Fue el homenaje del Ayuntamiento tras su muerte. Probablemente, la más pequeña y estrecha que le han dedicado; también, la que más habría agradecido. Mientras preguntábamos al tendero nos ha alcanzado otra pareja, más joven. Juntos embocamos la recta final. Él comienza a recitar “First, we take Manhattan; ten, we take Berlin”, al tiempo que se sienta en los escalones de entrada a la casa vecina; ella confirma que es nuestro destino con una sonrisa y una mirada de paz, como si al llegar hasta aquí cumpliera una promesa o expiara una culpa.

 


Una vez recuperado el aliento cumplo los ritos pertinentes: fotografiar la casa y que me fotografíen tocando el pomo sobre el que posó su mano; contemplar el alambre – un cable de la luz - donde vio a un pájaro posarse y le inspiró el primer verso de “Bird on the wire”; intuir el corral convertido en jardín, donde cultivaba su propia marihuana y la fumaba con sus amigos bohemios, del que hoy sobresale una espléndida floresta, no sé si síntoma de vida o de abandono. Convertir, en resumen, una casa normal en un monumento porque allí habitó – y en cierto modo se forjó - alguien cuyas canciones me han acompañado desde la adolescencia y a quien vi en carne (y voz) mortal una vez, a escasos metros de distancia, durante aquel concierto en Binéfar. Abarco con la mirada los detalles que no aparecen en los documentales, los almaceno en la memoria para que el tiempo juegue con ellos y mantenga algunos destellos, ni siquiera esenciales, como me sucede con la carta astral en el suelo de la casa de Pessoa, en Lisboa, o la escalera de la de Goya en Burdeos. La vivienda está cerrada a cal y canto. Extrañan las ventanas del piso bajo, con mosquiteras, pero también unos barrotes casi de presidio. ¿Son para disuadir a ladrones, o a seguidores demasiado egocéntricos que la allanarían en busca de reliquias?

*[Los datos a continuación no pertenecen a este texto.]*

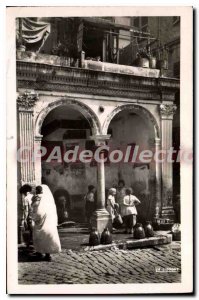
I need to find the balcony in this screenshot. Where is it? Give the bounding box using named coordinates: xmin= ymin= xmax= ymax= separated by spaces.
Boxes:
xmin=17 ymin=51 xmax=179 ymax=101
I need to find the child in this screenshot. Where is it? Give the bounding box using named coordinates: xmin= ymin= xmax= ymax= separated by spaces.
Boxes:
xmin=121 ymin=188 xmax=140 ymax=233
xmin=106 ymin=188 xmax=118 ymax=222
xmin=84 ymin=185 xmax=95 ymax=224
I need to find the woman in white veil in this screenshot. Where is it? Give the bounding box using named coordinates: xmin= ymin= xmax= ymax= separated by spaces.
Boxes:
xmin=32 ymin=184 xmax=61 ymax=261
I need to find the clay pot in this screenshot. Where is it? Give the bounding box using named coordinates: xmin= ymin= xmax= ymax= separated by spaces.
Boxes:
xmin=157 ymin=59 xmax=168 ymax=70
xmin=134 ymin=223 xmax=145 ymax=239
xmin=89 ymin=228 xmax=100 ymax=246
xmin=144 ymin=221 xmax=154 ymax=237
xmin=100 ymin=228 xmax=112 ymax=245
xmin=138 ymin=57 xmax=149 ymax=68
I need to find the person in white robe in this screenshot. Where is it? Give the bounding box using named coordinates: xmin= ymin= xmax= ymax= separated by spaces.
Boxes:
xmin=32 ymin=184 xmax=61 ymax=261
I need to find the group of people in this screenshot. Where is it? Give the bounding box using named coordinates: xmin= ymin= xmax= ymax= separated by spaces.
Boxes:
xmin=85 ymin=180 xmax=140 ymax=233
xmin=20 ymin=180 xmax=140 ymax=261
xmin=20 ymin=184 xmax=61 ymax=261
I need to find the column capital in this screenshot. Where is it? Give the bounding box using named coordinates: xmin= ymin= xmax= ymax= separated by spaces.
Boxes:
xmin=35 ymin=134 xmax=43 ymax=143
xmin=17 ymin=91 xmax=39 ymax=111
xmin=155 ymin=138 xmax=161 ymax=146
xmin=90 ymin=134 xmax=111 ymax=147
xmin=160 ymin=103 xmax=177 ymax=120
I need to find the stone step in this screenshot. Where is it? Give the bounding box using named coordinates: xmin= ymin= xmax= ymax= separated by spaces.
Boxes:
xmin=84 ymin=234 xmax=172 ymax=251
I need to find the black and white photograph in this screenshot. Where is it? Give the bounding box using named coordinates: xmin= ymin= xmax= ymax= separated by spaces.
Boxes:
xmin=7 ymin=7 xmax=193 ymax=294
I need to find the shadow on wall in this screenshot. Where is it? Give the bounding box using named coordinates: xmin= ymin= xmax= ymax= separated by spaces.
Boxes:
xmin=54 ymin=188 xmax=71 ymax=224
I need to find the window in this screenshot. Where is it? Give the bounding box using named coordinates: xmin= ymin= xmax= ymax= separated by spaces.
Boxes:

No hay nada más que hacer ante estas paredes e iniciamos el descenso hacia el paseo, dejando que la otra pareja, hasta entonces en un respetuoso aparte, comience sus propios ritos. Antes de que el barco zarpe queremos tomar algo en el Café Roloi, la antigua taberna Katsikas, donde Leonard invitó a Marianne a unirse al grupo de sus amigos y ya no se separaron nunca, porque un hasta luego no es un adiós. También allí dio su primer concierto, si a cantar unas pocas canciones propias entre sus colegas se le puede llamar así. En el Roloi no lo olvidan y varias fotografías, deduzco que tomadas en la taberna, decoran las paredes con la misma discreción del cartel que recuerda su nombre original, como si fuesen señales que sólo los iniciados comprenden. 



No da tiempo a más la escala del minicrucero que nos ha traído, salvo comprar una gorra, de recuerdo y por necesidad frente el sol de cubierta. Los sitios típicos de la isla quedan para otra vez, y un póster gigantesco del viejo Leonard, el que ya no venía a su casa, dicen, porque en la vejez no podía con las cuestas, nos despide desde la fachada de un edificio en la orilla.